Paul Vacca
Diaboliser les Gafa n’est qu’une autre façon de les diviniser. Et paradoxalement d’alimenter leur toute-puissance
Il y a trois ans paraissait La Civilisation du poisson rouge, un essai dans lequel Bruno Patino, président d’Arte, professeur à Sciences Po Paris et fin connaisseur de la chose numérique, nous dévoilait comment nous avions progressivement perdu la maîtrise de notre temps. Comment, devenus des jouets dans “l’économie de l’attention”, ce n’était plus nous qui tenions notre smartphone mais notre smartphone qui nous tenait.
Tempête dans le bocal – La nouvelle civilisation du poisson rouge, son nouvel essai sorti en ce début d’année chez Grasset, nous raconte la suite. Et disons-le d’emblée: les nouvelles ne sont pas bonnes d’où qu’elles viennent. Trois années plus tard, c’est la même chose mais en pire. Le bocal est devenu océan et les plateformes toujours plus puissantes. Avec des effets de polarisation incontrôlables, notamment sur les réseaux sociaux. Bref, l’économie de l’attention se mue toujours plus en une économie de la tension. Et puis, comme on sait, une pandémie est aussi passée par là. Elle n’a fait qu’accentuer notre dépendance numérique: si nous étions scotchés à nos écrans, nous y voilà irrémédiablement cloués. Pour reprendre les mots de l’auteur, “les écrans sont devenus notre monde pour le meilleur… et pour leur empire”.
La description de ce nouveau désordre du monde donnée par Patino a des airs de fresque à la Bosch: effrayante dans son ensemble et parfois cocasse dans ses détails. Autant la vue d’ensemble possède des allures d’apocalypse avec tous ses dérèglements politiques, économiques, sociétaux ou environnementaux, le pouvoir aveugle et démesuré des nouveaux acteurs comme Facebook ou des overspreaders, ces grands diffuseurs de fake news et théories du complot, autant notre vie quotidienne se peuple soudain de bizarreries inédites… Comme la dysmorphie Zoom, découverte par le docteur Shadi Kourosh, dermatologue, en 2020 ; l’ASMR ( autonomous sensory meridian response ou réponse sensorielle méridienne autonome) ; le gongbang venu de Corée (qui consiste à se filmer en train d’étudier) ou le Zoom escaper… Une psychopathologie de notre vie numérique confinant souvent à l’absurde.

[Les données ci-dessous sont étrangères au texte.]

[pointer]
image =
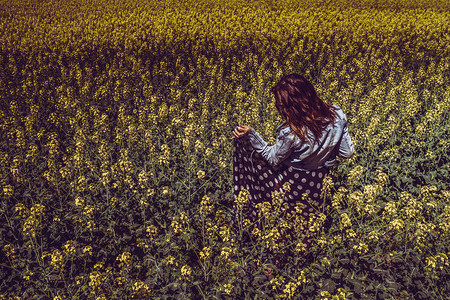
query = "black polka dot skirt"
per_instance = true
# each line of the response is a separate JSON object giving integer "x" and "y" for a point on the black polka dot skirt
{"x": 252, "y": 173}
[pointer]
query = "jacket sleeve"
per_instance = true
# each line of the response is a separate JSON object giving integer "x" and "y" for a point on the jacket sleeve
{"x": 346, "y": 149}
{"x": 276, "y": 153}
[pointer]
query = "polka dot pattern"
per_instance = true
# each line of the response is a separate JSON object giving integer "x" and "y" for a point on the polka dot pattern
{"x": 250, "y": 170}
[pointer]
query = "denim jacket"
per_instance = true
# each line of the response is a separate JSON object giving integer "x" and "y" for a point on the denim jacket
{"x": 291, "y": 151}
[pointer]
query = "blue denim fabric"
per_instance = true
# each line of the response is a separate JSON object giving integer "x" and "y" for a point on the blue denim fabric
{"x": 291, "y": 151}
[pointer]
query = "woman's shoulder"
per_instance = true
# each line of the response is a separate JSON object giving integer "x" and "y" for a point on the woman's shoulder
{"x": 341, "y": 116}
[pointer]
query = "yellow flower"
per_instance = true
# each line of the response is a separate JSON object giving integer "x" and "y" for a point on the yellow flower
{"x": 227, "y": 288}
{"x": 69, "y": 247}
{"x": 124, "y": 258}
{"x": 166, "y": 190}
{"x": 205, "y": 253}
{"x": 201, "y": 174}
{"x": 186, "y": 271}
{"x": 88, "y": 249}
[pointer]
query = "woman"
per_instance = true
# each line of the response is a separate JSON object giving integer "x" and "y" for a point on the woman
{"x": 313, "y": 135}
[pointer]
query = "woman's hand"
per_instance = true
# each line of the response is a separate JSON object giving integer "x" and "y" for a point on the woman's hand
{"x": 240, "y": 131}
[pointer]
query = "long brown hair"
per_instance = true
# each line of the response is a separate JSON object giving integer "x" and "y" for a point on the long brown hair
{"x": 298, "y": 104}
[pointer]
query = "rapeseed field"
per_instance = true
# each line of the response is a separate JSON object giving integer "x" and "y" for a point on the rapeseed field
{"x": 116, "y": 150}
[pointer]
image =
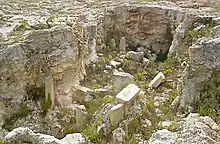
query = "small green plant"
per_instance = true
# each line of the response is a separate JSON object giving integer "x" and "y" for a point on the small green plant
{"x": 169, "y": 65}
{"x": 162, "y": 56}
{"x": 46, "y": 103}
{"x": 50, "y": 20}
{"x": 165, "y": 107}
{"x": 134, "y": 126}
{"x": 142, "y": 75}
{"x": 173, "y": 126}
{"x": 92, "y": 131}
{"x": 2, "y": 141}
{"x": 23, "y": 24}
{"x": 105, "y": 59}
{"x": 68, "y": 130}
{"x": 108, "y": 99}
{"x": 22, "y": 112}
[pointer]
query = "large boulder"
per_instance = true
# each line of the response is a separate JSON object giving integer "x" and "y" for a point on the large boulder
{"x": 203, "y": 59}
{"x": 163, "y": 137}
{"x": 58, "y": 51}
{"x": 192, "y": 129}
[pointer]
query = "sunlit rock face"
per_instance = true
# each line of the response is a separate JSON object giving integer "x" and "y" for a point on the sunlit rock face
{"x": 149, "y": 25}
{"x": 24, "y": 65}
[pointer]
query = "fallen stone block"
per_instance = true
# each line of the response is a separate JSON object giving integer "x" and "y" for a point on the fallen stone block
{"x": 116, "y": 114}
{"x": 23, "y": 135}
{"x": 122, "y": 45}
{"x": 128, "y": 95}
{"x": 136, "y": 56}
{"x": 81, "y": 93}
{"x": 157, "y": 80}
{"x": 81, "y": 117}
{"x": 121, "y": 80}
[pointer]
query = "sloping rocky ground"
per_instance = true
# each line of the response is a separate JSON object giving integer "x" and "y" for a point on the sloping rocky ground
{"x": 84, "y": 71}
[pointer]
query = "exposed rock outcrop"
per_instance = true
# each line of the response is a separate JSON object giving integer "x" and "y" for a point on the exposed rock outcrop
{"x": 23, "y": 135}
{"x": 203, "y": 59}
{"x": 192, "y": 129}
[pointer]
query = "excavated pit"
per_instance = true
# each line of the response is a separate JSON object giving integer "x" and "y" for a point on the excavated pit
{"x": 149, "y": 26}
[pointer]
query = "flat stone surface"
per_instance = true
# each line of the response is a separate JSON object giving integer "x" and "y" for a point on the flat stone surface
{"x": 121, "y": 80}
{"x": 129, "y": 93}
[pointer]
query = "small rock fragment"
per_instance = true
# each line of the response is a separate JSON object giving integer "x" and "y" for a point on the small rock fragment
{"x": 116, "y": 114}
{"x": 115, "y": 64}
{"x": 157, "y": 80}
{"x": 81, "y": 117}
{"x": 118, "y": 135}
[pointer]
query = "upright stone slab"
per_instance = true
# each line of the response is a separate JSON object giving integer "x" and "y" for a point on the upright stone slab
{"x": 49, "y": 88}
{"x": 93, "y": 31}
{"x": 112, "y": 44}
{"x": 122, "y": 45}
{"x": 128, "y": 95}
{"x": 116, "y": 114}
{"x": 121, "y": 80}
{"x": 81, "y": 117}
{"x": 157, "y": 80}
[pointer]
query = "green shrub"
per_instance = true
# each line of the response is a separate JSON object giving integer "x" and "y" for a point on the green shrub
{"x": 210, "y": 98}
{"x": 22, "y": 112}
{"x": 2, "y": 142}
{"x": 23, "y": 24}
{"x": 91, "y": 131}
{"x": 46, "y": 103}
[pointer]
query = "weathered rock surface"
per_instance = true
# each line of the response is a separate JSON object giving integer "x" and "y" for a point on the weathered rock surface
{"x": 197, "y": 129}
{"x": 23, "y": 135}
{"x": 58, "y": 50}
{"x": 121, "y": 80}
{"x": 163, "y": 137}
{"x": 157, "y": 80}
{"x": 203, "y": 59}
{"x": 192, "y": 129}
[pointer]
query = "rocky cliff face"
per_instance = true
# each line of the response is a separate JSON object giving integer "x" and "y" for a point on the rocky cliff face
{"x": 107, "y": 69}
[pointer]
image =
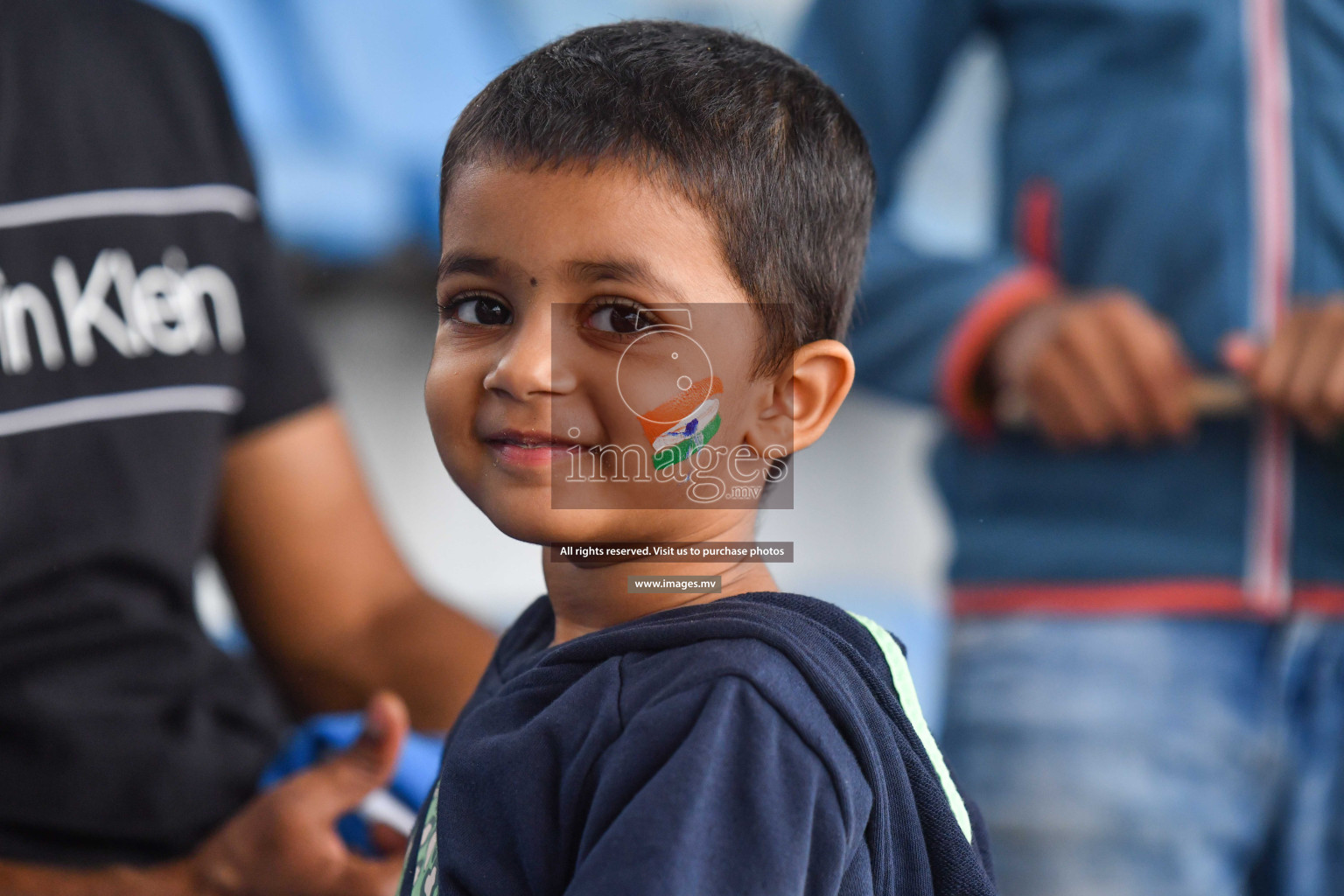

Mais l’auteur ne s’arrête pas à la simple description de ces dérèglements, qu’ils soient majuscules ou minuscules. Tempête dans le bocal dessine une ligne de fuite à ce tableau apocalyptique. Comme recouvrer un peu de notre liberté dans ce monde plateformisé? Si la charge anti-Gafa est corsée, l’auteur ne se laisse jamais porter par l’ivresse – et la facilité – de la table rase, contrairement aux trop nombreux pamphlets anti-maîtres-du-monde (un genre éditorial en soi). Sa visée stratégique est d’autant plus efficace qu’elle évite et transcende les deux impasses majeures de l’anti-Gafaïsme primaire.
L’impasse qui consiste à rêver d’un retour à un âge d’or prénumérique en faisant l’apologie de la déconnexion. Ce qui relève d’une double illusion: non seulement s’arracher au monde connecté ne nous est plus possible socialement, mais cet âge d’or n’a lui-même jamais existé sinon sous la forme d’un fantasme. Et celle de l’outrance et de la diabolisation. Car si tout ce qui est excessif est insignifiant, c’est aussi contre-productif. Diaboliser les Gafa n’est qu’une autre façon de les diviniser. Et paradoxalement d’alimenter leur toute-puissance.
Ce bréviaire préfère une autre voie, celle de l’humanisme. Non pas parce qu’elle est mesurée ou béatement pacifiste – l’exigence de régulation, c’est la continuation de la guerre contre les Gafa par d’autres moyens. Mais parce qu’elle est éclairée. Par le désir de vivre pleinement son temps et sa liberté. Et par l’invitation finale au plaisir rimbaldien, à quitter des yeux nos alertes, notifications, likes ou messages pour les lever vers le ciel, “joli comme un ange”.